A massive snowstorm paralyzed the nation’s heartland in February 2021. Millions faced frozen pipes, freeze-burned plants and treacherous sidewalks. How can you prepare for future Arctic blasts, even if such events are rare where you live?

Safety first

When a snowstorm heads your way, remember the four “Ps”: Protect pets, pipes, plants and people.

  • Bring your pets inside. Make sure they have access to food, water and warmth. If they need to go outside for potty breaks, leave them out only long enough to accomplish the task.

  • Wrap and cover all pipes and faucets exposed to outdoor cold. This includes exterior faucets, well and pool plumbing and tanks. Inside, drip your faucets, especially those located on walls adjacent to the outside.

  • Open under-sink cabinet doors so that heat from the house can reach plumbing beneath.
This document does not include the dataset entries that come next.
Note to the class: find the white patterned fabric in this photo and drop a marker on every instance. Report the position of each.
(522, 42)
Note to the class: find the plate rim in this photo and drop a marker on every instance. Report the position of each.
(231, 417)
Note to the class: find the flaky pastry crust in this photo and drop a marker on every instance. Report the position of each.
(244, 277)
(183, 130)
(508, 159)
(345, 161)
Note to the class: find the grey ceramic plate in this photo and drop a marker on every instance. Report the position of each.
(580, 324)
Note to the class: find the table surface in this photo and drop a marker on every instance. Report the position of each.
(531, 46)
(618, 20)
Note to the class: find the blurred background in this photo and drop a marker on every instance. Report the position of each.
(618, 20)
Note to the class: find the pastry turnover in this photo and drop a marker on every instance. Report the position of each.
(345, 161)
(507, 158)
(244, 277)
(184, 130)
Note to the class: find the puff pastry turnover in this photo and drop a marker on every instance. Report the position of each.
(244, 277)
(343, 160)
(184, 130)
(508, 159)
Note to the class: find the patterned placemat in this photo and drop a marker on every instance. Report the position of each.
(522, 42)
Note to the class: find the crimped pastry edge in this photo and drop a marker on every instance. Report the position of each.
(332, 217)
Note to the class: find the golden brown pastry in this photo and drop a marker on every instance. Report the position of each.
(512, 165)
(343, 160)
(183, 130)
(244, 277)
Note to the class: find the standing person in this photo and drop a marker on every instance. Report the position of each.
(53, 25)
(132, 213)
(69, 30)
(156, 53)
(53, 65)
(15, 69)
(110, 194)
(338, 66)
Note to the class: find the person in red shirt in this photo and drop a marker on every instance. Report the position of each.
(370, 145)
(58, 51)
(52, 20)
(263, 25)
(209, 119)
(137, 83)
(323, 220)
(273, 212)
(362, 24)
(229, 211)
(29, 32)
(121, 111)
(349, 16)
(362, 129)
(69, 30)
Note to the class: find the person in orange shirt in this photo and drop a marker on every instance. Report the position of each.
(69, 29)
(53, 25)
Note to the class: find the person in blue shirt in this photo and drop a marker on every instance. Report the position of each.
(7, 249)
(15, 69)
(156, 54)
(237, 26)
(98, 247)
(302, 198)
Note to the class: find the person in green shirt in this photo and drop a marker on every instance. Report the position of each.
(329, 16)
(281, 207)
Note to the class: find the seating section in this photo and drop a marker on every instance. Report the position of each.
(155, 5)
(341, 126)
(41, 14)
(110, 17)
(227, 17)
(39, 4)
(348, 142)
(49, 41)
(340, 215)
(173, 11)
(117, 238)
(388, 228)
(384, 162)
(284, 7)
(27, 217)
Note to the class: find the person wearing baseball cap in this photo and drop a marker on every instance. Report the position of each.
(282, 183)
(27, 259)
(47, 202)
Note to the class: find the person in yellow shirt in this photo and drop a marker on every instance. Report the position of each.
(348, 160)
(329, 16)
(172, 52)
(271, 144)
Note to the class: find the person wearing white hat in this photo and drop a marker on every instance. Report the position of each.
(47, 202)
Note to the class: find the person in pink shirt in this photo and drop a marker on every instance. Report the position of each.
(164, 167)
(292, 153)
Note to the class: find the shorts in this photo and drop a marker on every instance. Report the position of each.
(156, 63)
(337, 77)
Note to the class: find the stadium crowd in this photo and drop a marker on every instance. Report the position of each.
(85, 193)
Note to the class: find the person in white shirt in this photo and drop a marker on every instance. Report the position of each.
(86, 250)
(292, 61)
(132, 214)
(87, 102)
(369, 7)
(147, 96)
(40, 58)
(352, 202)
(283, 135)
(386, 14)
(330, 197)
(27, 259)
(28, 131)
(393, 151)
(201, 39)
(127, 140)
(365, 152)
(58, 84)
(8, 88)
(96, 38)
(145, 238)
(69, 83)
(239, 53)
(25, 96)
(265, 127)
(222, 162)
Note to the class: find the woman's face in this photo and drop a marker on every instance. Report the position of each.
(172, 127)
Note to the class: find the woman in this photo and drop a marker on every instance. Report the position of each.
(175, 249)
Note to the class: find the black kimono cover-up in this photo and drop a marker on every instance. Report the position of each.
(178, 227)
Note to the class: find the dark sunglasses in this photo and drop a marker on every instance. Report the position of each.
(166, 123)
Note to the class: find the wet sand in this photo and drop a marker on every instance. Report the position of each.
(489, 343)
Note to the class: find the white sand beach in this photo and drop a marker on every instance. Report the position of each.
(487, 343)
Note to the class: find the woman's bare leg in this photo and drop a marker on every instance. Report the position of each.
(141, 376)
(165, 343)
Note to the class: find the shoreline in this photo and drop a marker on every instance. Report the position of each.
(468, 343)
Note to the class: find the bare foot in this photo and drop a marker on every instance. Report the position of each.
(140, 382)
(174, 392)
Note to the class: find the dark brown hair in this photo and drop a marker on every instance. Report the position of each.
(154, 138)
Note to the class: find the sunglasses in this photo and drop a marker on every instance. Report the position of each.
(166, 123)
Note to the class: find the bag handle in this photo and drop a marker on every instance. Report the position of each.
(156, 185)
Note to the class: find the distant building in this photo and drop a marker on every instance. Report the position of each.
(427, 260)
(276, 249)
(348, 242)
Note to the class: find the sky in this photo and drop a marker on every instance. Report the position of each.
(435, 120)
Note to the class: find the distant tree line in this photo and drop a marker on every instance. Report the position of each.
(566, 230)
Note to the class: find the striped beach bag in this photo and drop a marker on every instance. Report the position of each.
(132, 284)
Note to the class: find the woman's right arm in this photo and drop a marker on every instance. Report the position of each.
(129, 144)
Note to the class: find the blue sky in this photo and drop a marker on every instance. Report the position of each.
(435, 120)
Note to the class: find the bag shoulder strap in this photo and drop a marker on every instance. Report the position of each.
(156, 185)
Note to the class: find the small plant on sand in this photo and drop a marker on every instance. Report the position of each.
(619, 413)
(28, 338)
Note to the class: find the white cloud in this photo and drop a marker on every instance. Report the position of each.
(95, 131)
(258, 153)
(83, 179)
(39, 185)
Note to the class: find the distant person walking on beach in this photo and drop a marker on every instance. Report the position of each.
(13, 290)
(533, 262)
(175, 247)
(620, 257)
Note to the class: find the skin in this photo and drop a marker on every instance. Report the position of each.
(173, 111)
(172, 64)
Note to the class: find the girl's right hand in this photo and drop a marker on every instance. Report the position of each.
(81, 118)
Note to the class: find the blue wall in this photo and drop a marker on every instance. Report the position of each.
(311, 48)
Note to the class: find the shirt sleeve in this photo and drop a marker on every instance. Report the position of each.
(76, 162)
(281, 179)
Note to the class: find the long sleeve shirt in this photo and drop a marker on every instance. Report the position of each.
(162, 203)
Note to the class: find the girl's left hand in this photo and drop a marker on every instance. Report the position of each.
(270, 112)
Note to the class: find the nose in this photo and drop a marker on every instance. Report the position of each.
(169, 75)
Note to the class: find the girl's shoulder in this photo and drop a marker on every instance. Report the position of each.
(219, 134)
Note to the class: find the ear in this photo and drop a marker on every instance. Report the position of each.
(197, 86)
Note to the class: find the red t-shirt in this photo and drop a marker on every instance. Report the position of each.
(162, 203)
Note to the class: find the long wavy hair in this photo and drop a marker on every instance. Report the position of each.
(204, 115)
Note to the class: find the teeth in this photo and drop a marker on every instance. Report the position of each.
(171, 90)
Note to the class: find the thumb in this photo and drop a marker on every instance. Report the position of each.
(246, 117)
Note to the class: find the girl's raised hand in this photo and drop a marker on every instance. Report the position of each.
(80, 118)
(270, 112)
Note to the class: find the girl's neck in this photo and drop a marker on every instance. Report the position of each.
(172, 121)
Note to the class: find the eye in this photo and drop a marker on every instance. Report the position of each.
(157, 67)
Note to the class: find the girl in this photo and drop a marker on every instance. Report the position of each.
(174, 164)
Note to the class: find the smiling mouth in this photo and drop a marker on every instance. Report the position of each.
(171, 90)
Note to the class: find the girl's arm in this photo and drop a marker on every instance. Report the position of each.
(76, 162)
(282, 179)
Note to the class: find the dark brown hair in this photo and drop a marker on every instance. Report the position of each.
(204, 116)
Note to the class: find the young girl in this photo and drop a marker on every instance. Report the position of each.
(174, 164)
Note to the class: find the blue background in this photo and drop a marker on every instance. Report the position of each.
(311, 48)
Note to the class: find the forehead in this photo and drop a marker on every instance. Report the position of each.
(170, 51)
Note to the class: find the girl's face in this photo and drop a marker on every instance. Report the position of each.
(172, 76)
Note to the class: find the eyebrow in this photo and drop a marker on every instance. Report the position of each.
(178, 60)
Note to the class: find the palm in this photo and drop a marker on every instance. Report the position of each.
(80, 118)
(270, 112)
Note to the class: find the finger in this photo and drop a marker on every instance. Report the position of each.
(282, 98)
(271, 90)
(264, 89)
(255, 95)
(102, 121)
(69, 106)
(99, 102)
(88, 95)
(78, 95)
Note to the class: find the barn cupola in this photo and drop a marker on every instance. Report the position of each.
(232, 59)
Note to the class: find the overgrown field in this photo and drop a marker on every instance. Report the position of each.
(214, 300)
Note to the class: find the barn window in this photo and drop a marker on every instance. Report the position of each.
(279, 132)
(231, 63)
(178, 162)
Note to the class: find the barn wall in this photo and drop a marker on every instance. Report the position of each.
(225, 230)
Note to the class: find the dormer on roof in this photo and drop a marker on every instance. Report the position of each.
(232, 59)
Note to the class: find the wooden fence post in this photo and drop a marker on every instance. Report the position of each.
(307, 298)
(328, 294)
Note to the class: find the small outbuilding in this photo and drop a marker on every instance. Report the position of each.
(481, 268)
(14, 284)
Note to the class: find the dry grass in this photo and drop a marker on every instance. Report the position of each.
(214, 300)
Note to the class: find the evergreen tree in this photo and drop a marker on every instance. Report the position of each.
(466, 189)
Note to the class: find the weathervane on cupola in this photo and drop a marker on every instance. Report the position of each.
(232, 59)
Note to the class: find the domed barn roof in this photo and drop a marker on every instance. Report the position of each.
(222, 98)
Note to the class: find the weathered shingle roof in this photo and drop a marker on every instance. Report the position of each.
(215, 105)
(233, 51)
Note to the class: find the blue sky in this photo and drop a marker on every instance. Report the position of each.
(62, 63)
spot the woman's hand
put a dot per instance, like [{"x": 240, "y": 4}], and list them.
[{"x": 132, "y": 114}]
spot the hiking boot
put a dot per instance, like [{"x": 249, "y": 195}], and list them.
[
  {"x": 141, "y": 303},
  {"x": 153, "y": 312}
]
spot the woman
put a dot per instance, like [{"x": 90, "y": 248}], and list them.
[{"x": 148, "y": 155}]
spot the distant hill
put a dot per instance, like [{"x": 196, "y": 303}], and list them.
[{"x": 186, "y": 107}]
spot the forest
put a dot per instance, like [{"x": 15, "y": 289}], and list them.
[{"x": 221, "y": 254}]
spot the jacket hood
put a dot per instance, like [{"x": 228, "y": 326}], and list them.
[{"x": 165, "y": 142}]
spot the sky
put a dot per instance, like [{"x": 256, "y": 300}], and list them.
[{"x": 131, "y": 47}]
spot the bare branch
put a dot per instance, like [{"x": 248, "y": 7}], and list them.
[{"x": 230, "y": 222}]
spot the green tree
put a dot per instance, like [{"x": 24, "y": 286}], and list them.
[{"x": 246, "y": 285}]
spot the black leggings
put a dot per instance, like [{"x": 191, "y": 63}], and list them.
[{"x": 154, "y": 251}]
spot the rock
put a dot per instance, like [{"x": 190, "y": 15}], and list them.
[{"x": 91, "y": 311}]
If temperatures will be below 20 degrees for more than two days, you may need to take more drastic steps. First, fill clean containers and bathtubs with water for backup household use. Then, cut off water from the main supply line to the house. Finally, drain the water left in the pipes by turning on all faucets until they run dry. If there’s no water in the lines, there’s nothing to freeze and split pipes.

  • Cover outdoor shrubbery with blankets. You can buy felt moving blankets from a moving company or truck rental business. They are inexpensive, thick and warm, perfect for protecting your plants.

  • Dress yourself and your family in layers of clothing rather than one heavy coat. Be sure to wrap your face and ears and wear a warm hat to prevent body heat loss through the top of your head. When out walking on icy surfaces, take short steps and hold onto handrails or other sources of stability.

Snow and ice removal

Residents in the northern tier of the country are accustomed to 25 or more inches of snow per year. There, using a snowblower is an annual fact of life. But for folks in mid-America or the southern states, heavy snowfall is rare. Still, you can prepare without a lot of expense.

Power shovels are essentially small snowblowers the size of a Weedwacker. Brands such as Toro, Snow Joe and Greenworks make power shovels starting at 10 inches wide that clear as much as 300 pounds of snow per minute. They are battery-powered, so there’s no messing with gasoline and exhaust fumes. Yet the machines can be hung on a hook in the garage or even stored in a closet. Power shovels range from around $75 to $300.

Clear heavy snow from your roof with a SnowPeeler rake. Its telescoping pole reaches 30 feet. Don’t scrape all the way to the shingles, which could damage them. Instead, use the rake to clear snow to a depth of just a few inches, which eases snow’s pressure on your roof. The SnowPeeler and similar tools start at less than $100.

For your car’s windshield, it is important to clear snow and ice without scratching. The Snow MOOver and similar tools use squeegees, brushes and scrapers to clear your view. They start at around $25.

Regain traction on sidewalks and steps with magnesium chloride pellets instead of rock salt, which loses effectiveness over time.